第111話、国境侵犯
ガンティエ帝国の国境線までお空の旅をする。実際にどれくらいかかるかお試しのつもりだった。
わざわざグリフォンを手に入れたが、その必要はなかったかもしれない。
『私に乗る』
元の姿に戻ったレヴィーは、それは長い長い体を持つ蛇竜だから、俺たち全員、グリフォンや大猪姿のエリルが乗っても、ぜんぜん余裕で移動できた。
「空は寒いですから、防寒対策をしっかり」
ジンの進言に従い、寒さ対策をして、いざ帝国との国境へ。
レヴィーの空中速度は、グリフォンに比べるとのんびりしているようにも感じられた。だがそれは巨体ゆえの錯覚だった。遅いようで、下にあるものがあっさり前から後ろへ流れ去っていくのを見て、結構な速度が出ていた。
これに対してソルラは――
「その割には、あまり風が強くないですね」
背中に翼を出して飛べるようになった彼女は、空中機動でかなりの風にさらされるのを身を以て体験している。
『風を和らげる結界を張っている』
レヴィーが教えてくれた。何でも自身の鱗が乾かないように、風の影響を最低限に絞っているのだそうだ。翼を持ち、空を飛べるレヴィーだが、リヴァイアサンの得意は水中なのだ。
「結界ということは、完全に遮断もできるんですか?」
『それをやると、水分も遮ってしまう』
レヴィー曰く、大気の中にも水分が含まれているから、完全遮断すると逆に乾いてしまうのだそうだ。そんなものなのか……。
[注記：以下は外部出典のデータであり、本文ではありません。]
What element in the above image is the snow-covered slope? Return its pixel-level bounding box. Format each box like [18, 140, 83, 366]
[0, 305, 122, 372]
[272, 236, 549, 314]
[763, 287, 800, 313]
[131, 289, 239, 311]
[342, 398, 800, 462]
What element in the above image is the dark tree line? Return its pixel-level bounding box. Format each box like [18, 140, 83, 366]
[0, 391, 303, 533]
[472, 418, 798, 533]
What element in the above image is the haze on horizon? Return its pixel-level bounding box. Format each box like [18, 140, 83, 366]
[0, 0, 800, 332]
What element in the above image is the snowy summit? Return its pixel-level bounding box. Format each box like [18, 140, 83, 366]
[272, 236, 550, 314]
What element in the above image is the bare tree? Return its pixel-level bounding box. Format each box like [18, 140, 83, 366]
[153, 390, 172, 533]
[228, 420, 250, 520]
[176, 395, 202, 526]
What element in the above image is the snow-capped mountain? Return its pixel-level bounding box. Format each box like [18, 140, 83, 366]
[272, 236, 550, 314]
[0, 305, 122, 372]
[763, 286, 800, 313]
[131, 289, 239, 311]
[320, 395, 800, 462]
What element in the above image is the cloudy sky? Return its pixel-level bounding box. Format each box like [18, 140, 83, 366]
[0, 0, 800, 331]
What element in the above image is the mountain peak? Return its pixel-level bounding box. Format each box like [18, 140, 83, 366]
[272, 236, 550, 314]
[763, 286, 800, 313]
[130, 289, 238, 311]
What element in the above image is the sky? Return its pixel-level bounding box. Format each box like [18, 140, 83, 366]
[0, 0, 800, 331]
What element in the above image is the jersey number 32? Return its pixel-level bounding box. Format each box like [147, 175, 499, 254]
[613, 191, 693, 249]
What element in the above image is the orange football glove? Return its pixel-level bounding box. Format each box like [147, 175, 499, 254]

雲の高さで、時々その雲に沿うのは水分の影響かは知らないが、邪魔者も現れることなく、俺たちの飛行は続いた。
この大きさだから、下から見上げれば見えるんだろうな。
そう考えると、移動はともかく表立って、リヴァイアサンで帝国に乗りつけるのはあまりよくないか。何か攻撃するなり嫌がらせをするにしても、ヴァンデ王国の仕業って推測できる材料になるだろうからな。
「しかし、早いなぁ……」
「そうなんですか?」
ソルラが俺の後ろから、眼下を覗き込んだ。俺は肩をすくめる。
「もう、国境線が近い」
五十年前、何度か帝国国境には足を運んだ。帝国との小競り合いにも二度ほど加わった経験がある。
「ソルラは、こっちへ来たことは?」
「初めてです。なので、ちょっと楽しみでした」
ま、長い距離を旅をする人間なんて限られているからな。従軍でもすれば話は別だが、そうでなければ、生まれ住んだ村や町周辺しか知らないのも珍しくない。
「……おや?」
国境線に何やら大集団がいるぞ? しかもあれは――
「帝国軍か?」
「なになに、向こうからきたっ?」
リルカルムが声を弾ませて前へきた。早く暴れたいって顔をしているが、少しは隠す努力してもいいんじゃないかね?
ガンティエ帝国の旗を掲げた、騎馬と歩兵の軍勢が進軍している。あろうことか、我がヴァンデ王国の領土を侵犯して。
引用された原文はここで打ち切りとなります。